What's the benefit of using InputStream over InputStreamReader, or vice versa.

Here is an example of InputStream in action:

InputStream input = new FileInputStream("c:\\data\\input-text.txt");

int data = input.read();
while(data != -1) {
  //do something with data...
  doSomethingWithData(data);

  data = input.read();
}
input.close();

And here is an example of using InputStreamReader (obviously with the help of InputStream):

InputStream inputStream = new FileInputStream("c:\\data\\input.txt");
Reader      reader      = new InputStreamReader(inputStream);

int data = reader.read();
while(data != -1){
    char theChar = (char) data;
    data = reader.read();
}

reader.close();  

Does the Reader process the data in a special way?

Just trying to get my head around the whole i/o streaming data aspect in Java.

+3  A: 

If you want to read binary data use InputStream.

If you want to read strings from a binary stream, use InputStreamReader. One of its constructors allows you to specify a character set.

For this reason do not use FileReader as it uses a platform default for a character set, which is, in many cases, not practical.

Alexander Pogrebnyak
+2  A: 

Hi,

Well InputStreamReader is used to directly read characters.

So reading them as int and then converting to char is not really optimal.

That is the main difference I believe.

InputStream gives you the bytes, and the Reader gives you already chars so it reads the InputStream 8bits at a time.

In addition, if you're reading big chunks of text, you can even wrap the InputStreamReader in a BufferedReader which provides you with some nice methods to let's say read whole lines at once.

This helping you out ?

Cheers,

Trefex
Yea, it makes sense.Is there a way to specify a buffer, so that it reads more than 1byte at a time - say for instance I wanted it to read 1024 bytes at a time.
xil3
Hi,Well if you use BufferedReader you can define the size of the Buffer as per the Javadoc "BufferedReader(Reader in, int sz)". However, for an InputStreamReader I believe this only ready 1 byte at a time. You can't change that.
Trefex
Alright, thanks :)
xil3
+1  A: 

They represent somewhat different things.

The InputStream is the ancestor class of all possible streams of bytes, it is not useful by itself but all the subclasses (like the FileInputStream that you are using) are great to deal with binary data.

On the counterpart the InputStreamReader (and its father Reader) are used specifically to deal with characters (so strings) so they handle charset encodings (utf8, iso-8859-1, and so on) in a gracefully way.

The simple answer is: if you need binary data you can use an InputStream (also a specific one like a DataInputStream), if you need to work with text use an InputReader..

Jack
A: 

From InputStreamReader javadoc:

A class for turning a byte stream into a character stream. Data read from the source input stream is converted into characters by either a default or a provided character converter. The default encoding is taken from the "file.encoding" system property. {@code InputStreamReader} contains a buffer of bytes read from the source stream and converts these into characters as needed.

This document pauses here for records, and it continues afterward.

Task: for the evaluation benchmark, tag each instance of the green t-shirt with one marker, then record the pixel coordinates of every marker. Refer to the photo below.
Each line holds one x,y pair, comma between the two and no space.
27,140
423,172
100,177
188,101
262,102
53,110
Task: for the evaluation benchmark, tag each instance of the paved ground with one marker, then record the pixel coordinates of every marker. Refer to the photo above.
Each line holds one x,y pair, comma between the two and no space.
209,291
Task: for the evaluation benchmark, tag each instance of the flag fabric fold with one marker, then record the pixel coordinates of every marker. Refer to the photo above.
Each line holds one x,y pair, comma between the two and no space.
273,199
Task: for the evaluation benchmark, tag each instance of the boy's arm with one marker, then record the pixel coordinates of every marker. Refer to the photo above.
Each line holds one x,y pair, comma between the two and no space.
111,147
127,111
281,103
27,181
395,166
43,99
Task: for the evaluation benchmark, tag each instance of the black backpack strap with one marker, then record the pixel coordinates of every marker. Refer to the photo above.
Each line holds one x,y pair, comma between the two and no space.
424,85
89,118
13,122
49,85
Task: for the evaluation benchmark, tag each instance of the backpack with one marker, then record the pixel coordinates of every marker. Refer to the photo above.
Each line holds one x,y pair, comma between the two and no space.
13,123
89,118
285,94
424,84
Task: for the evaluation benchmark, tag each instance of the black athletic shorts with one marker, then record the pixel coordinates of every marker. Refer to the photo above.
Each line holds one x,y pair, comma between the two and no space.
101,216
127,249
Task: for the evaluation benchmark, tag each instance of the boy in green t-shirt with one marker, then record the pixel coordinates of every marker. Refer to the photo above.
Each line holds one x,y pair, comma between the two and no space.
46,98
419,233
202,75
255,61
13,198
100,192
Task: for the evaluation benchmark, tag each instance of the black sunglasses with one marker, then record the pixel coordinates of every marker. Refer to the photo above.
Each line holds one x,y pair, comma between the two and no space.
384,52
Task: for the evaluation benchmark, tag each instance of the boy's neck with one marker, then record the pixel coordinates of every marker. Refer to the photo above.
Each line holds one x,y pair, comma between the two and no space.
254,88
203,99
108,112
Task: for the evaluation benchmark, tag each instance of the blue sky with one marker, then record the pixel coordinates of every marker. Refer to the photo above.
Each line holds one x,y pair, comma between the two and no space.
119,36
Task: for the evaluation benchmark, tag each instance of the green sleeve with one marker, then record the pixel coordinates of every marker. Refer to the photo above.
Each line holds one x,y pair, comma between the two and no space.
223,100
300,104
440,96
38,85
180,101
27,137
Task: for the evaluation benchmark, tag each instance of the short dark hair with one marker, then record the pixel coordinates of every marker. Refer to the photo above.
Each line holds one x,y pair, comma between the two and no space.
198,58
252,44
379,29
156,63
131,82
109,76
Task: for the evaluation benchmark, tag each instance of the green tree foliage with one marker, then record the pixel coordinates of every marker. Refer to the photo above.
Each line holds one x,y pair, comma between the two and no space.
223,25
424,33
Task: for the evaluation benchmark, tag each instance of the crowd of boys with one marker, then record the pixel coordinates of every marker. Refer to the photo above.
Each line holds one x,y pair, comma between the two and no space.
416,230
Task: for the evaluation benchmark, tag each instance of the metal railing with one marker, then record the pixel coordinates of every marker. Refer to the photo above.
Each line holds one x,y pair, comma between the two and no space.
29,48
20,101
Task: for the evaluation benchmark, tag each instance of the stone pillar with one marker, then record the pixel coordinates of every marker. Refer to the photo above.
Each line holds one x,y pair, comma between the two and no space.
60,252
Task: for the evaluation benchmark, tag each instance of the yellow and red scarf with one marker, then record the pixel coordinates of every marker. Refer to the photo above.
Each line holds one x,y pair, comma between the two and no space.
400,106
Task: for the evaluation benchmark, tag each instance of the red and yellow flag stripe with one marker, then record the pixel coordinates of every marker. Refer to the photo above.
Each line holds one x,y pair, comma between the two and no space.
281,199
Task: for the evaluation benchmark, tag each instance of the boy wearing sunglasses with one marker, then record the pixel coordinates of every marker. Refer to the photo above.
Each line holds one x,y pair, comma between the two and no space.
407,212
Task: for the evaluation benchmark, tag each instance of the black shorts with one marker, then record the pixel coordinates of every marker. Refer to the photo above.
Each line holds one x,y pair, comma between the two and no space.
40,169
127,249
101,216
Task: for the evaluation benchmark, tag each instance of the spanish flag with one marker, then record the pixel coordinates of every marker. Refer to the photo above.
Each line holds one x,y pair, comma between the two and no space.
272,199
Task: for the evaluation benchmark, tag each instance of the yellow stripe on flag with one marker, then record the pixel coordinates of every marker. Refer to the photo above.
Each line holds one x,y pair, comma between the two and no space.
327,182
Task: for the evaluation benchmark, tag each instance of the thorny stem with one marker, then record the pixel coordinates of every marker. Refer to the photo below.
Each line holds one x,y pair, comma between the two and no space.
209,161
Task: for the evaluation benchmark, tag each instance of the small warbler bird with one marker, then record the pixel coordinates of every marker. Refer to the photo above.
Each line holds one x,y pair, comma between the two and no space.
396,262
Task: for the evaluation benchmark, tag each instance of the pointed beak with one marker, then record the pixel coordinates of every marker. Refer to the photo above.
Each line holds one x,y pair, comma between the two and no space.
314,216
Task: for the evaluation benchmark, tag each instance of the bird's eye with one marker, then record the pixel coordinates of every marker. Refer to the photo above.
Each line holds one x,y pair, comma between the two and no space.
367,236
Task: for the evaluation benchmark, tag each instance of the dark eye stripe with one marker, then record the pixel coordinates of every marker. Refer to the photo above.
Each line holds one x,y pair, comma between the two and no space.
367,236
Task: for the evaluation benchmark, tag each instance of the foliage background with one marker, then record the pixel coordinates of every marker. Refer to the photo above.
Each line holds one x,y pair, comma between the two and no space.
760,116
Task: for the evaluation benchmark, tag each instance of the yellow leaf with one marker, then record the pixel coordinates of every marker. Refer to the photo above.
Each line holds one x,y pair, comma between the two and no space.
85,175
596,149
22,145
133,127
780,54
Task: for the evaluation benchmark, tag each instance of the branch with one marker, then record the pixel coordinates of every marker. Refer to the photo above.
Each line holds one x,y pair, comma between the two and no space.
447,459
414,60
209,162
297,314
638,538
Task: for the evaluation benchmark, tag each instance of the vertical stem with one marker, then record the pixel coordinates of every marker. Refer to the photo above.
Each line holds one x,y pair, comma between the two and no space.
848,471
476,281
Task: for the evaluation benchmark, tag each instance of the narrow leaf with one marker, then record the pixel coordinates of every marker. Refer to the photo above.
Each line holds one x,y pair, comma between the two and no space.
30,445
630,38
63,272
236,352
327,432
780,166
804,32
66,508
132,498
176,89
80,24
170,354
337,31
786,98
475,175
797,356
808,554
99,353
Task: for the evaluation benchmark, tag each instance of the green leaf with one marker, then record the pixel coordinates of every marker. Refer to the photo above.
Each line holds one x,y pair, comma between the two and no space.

For InputStreams, that actually contain characters in a known encoding, use the reader. Otherwise you just get the bytes and will have to do the conversion to char 'by hand'.

The difference between the two read methods:

InputStream::read reads a single byte and returns it as an int while InputStreamReader::read reads a single char (respecting the encoding) and returns this as an int.